Swims on the surface of water like a duck and walks on floating plants rather like a chicken.
Dark Purple head, neck, and underside.
Green Back
Red bill tipped with yellow
Light blue forehead
Bill triangular like a chicken’s, not flat like a duck’s
Legs are yellow.

We all met at Fathoms Raw Oyster Bar and introduced Charlie and Robin to our looper friends.  We had a great visit talking about our experiences together on the Great Loop.  I’m sure we’ll cross wakes again during future adventures.








We departed Carrabelle April 20th and made the 30 mile cruise to Apalachicola, the wind has picked up again so it’s nice to be back in the protected waters of the Gulf Intracoastal Waterway.  Florida and Georgia have been in a battle over water for 30 years, Florida’s complaint is that the cities and farmers of Georgia are not managing the fresh water efficiently reducing the amount needed for oyster production downstream and killing the oyster industry.   Apalachicola used to be the oyster capital of the world providing 90 percent of Florida’s oysters and 10 percent nationwide.  From what we are told most of the oysters come from Louisiana and Texas today.   We stopped by our favorite Oyster Bar “The Hole in the Wall” and got the scoop from the owner.  He said they still serve Apalachicola oysters as they have been a family owned business for decades and know the local oysterman.  He showed us a tag that comes with every box of oysters sold that shows the date and location harvested.  He confirmed that most restaurants now get there oysters from other states and oyster farms. 



After one night at Apalachicola we continued north to White City, we have stayed at the free dock several times while passing through and planned to stay here a couple of days while another storm front approaches.   We usually don’t leave the boat, but Charlie walked off the dock and noticed a sign indicating no overnight docking permitted (the sign faces away from the dock so when you tie up you don’t’ see it).  He talked to a local fisherman and was told the local authorities will ask you to leave, and could impose a $500 fine for ignoring their request.   White City is not an incorporated town and there is no local police or town marshals available to contact.  We decided to continue on to Port St Joe.

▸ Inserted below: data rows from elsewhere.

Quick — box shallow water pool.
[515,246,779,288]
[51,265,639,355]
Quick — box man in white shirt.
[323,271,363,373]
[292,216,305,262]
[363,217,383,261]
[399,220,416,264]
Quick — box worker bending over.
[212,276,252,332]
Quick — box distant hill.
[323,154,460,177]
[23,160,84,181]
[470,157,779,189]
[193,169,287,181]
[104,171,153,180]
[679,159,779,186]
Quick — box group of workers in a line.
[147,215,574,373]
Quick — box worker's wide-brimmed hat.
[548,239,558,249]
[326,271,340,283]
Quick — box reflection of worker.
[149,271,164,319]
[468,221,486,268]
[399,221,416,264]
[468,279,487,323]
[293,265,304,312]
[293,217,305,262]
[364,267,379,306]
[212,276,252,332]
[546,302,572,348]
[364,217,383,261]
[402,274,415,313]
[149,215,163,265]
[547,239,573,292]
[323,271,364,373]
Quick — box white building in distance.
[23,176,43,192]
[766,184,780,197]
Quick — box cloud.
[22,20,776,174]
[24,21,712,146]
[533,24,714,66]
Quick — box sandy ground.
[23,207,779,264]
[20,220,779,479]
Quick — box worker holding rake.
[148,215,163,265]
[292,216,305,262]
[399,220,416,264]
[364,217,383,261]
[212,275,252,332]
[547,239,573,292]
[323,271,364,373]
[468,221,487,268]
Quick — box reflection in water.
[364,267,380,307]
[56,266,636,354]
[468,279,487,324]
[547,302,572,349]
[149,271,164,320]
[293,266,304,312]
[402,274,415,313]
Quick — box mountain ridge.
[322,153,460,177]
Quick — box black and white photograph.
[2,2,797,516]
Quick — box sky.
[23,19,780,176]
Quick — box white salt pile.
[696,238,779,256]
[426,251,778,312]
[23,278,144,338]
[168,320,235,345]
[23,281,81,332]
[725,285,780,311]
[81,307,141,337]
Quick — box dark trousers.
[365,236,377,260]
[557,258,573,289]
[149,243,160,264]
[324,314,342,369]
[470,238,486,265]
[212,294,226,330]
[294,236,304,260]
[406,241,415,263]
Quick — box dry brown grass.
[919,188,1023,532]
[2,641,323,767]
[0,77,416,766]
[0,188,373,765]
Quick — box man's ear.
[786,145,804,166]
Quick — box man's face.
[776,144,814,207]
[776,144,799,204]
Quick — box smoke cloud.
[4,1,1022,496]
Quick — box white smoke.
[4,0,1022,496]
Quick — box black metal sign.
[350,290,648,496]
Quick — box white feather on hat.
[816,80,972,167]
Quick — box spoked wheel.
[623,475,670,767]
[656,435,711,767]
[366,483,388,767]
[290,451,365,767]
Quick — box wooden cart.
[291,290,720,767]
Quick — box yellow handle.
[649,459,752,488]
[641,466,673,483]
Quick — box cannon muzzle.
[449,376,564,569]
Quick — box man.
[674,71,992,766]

We left Port St Joe April 23rd and anchored at Smack Bayou, across the bay from Panama City.  This dolphin was jumping next to the boat in East Bay, it didn't turn out in the picture but the entire underside of the dolphin was pink.  When it would jump, it turned upside down. 


On April 24th we continued on to an anchorage at Choctawhatchee Bay.  Our friends from back home Brad and Nancy live close to here and a nice waterfront restaurant is also located here.  It was nice visiting with them over dinner.  We also got a peak at Nancy’s new ride, a sharp two seater Mini Cooper.


We left our anchorage and planned to stay at Fort Walton Beach City dock but decided to continue on to Pensacola.  We planned to anchor at Ft McCray but when we arrived dredging equipment was scattered everywhere as they were working on the channel close to the island.  We decided to push on to Roberts Bayou, one of our favorite stops when passing though this area.  We’ll anchor here for a couple of days and let a weak front pass through then continue on to Mobile on Saturday April 28th.